The value of dividends in emerging markets
Dividends can be attractive to investors in all markets: they inherently signal that companies are healthy and generating enough cash to be paid out to shareholders. For investors that are focused on quality and value, dividends are particularly important when looking at emerging market stocks.
In developed markets, value can be realised when a company is acquired at a premium through a merger or potentially through activist investors who convince managements to make changes that benefit shareholders. However, fewer merger and acquisition deals transact in the emerging markets, while an activist approach also faces challenges because a large number of companies are majority-owned by the state or families. Therefore, JEMI’s investment team focuses on stocks that pay dividends to find quality at attractive prices and realise value for JEMI shareholders.
Dividend focus yields a differentiated portfolio
The dividend approach results in a differentiated portfolio with a consistently high active share—positioning that is different from the benchmark — and dividend yield. The process has also generated strong long-term results: JEMI has beaten its benchmark, the MSCI Emerging Markets Index, over three, five and 10 years, and since its inception in 2010, annualised, as of 28 February 2025.

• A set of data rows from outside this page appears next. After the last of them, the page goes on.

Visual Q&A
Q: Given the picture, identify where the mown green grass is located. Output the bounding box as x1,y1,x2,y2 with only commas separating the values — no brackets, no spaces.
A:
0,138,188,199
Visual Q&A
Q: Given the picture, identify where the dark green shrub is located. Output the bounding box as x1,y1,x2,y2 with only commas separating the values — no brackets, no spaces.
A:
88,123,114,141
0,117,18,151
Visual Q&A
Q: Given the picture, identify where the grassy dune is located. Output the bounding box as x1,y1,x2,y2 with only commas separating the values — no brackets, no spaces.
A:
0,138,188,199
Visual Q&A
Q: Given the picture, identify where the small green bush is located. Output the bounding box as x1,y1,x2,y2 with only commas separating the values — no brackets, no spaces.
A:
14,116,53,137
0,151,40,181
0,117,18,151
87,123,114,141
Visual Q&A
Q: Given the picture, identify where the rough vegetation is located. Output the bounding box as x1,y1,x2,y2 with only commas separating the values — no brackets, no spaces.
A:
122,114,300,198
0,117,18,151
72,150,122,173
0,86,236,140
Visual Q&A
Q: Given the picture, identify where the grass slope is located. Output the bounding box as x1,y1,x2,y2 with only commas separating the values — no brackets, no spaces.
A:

Some of JEMI’s biggest active positions highlight the many types of companies that the trust can invest in. TISCO Financial is an auto finance company in Thailand, with a strong franchise, balance sheet and dividend policy. This small company is less liquid but the trust structure allows the portfolio to take a relatively large position, contributing to JEMI’s high exposure to financial stocks, which are about a third of the portfolio.
On the other end of the spectrum, the investment team has recently been building a large position in Walmex, the Mexican retail giant, which the team has followed for a long time. The entire Mexican stock market derated last year due to a combination of domestic political changes and concerns around tariffs from the US, allowing the portfolio manager to start buying the stock at its most attractive valuation in five years. The Walmex position has boosted the portfolio’s exposure to consumer-oriented companies and made Mexico the largest country overweight in JEMI. While Mexican exposure was a headwind in 2024, it has actually contributed positively to performance in 2025, despite the tariff implications.
The portfolio’s exposure to technology stocks has come down from a double-digit active position in recent years to a small overweight currently; exposure to Taiwan has also meaningfully decreased as a result. The portfolio managers have been taking profits in many technology stocks that have outperformed and where valuations have increased; reduced exposure to technology stocks also reduces some cyclical risk that could affect earnings and dividends.
Case study: JEMI’s investments in China
The portfolio’s changing exposure in China offers a good example of JEMI’s investment process. For instance, JEMI exited a long-time position in China Construction Bank, which is now a big active underweight. The investment team believes that returns on equity (ROE) will be more challenging in the financials sector and is looking at opportunities in other industries that may offer stronger dividend growth.
Some new positions are in stocks and industries that JEMI has not previously invested in, such as Chinese internet companies Tencent and Alibaba. Alibaba is an interesting case study on JEMI’s process. The stock price declined over the past few years as investors worried about growth prospects for the Chinese economy but the investment team noticed that since 2022, the company’s free cash flow remained quite strong. The real catalyst came at the end of 2023, when Alibaba initiated its first dividend, a sign that it was maturing in terms of allocating capital and using cash to reward shareholders.
The dividend also allowed JEMI to finally own the stock and the portfolio team built a position in the middle of 2024. Since that time the stock has performed well, reflecting both the improved shareholder focus and a better environment for Chinese stocks.
Emerging market outlook: Weak US dollar vs. tariff pressure
The outlook for the global economy and stock markets is significantly less clear following the broad-based US tariff announcements and subsequent market sell-offs. Emerging markets are no exception. One interesting development is that the US dollar has fallen, which is unusual in a risk-off environment, when investors tend to flock to safe-haven currencies and assets. A weaker dollar is supportive for emerging markets and could mitigate some of the negative impact of tariffs on emerging market goods. In the meantime, the investment team is focused on managing risk and JEMI has multiple guardrails in place, including an independent risk team.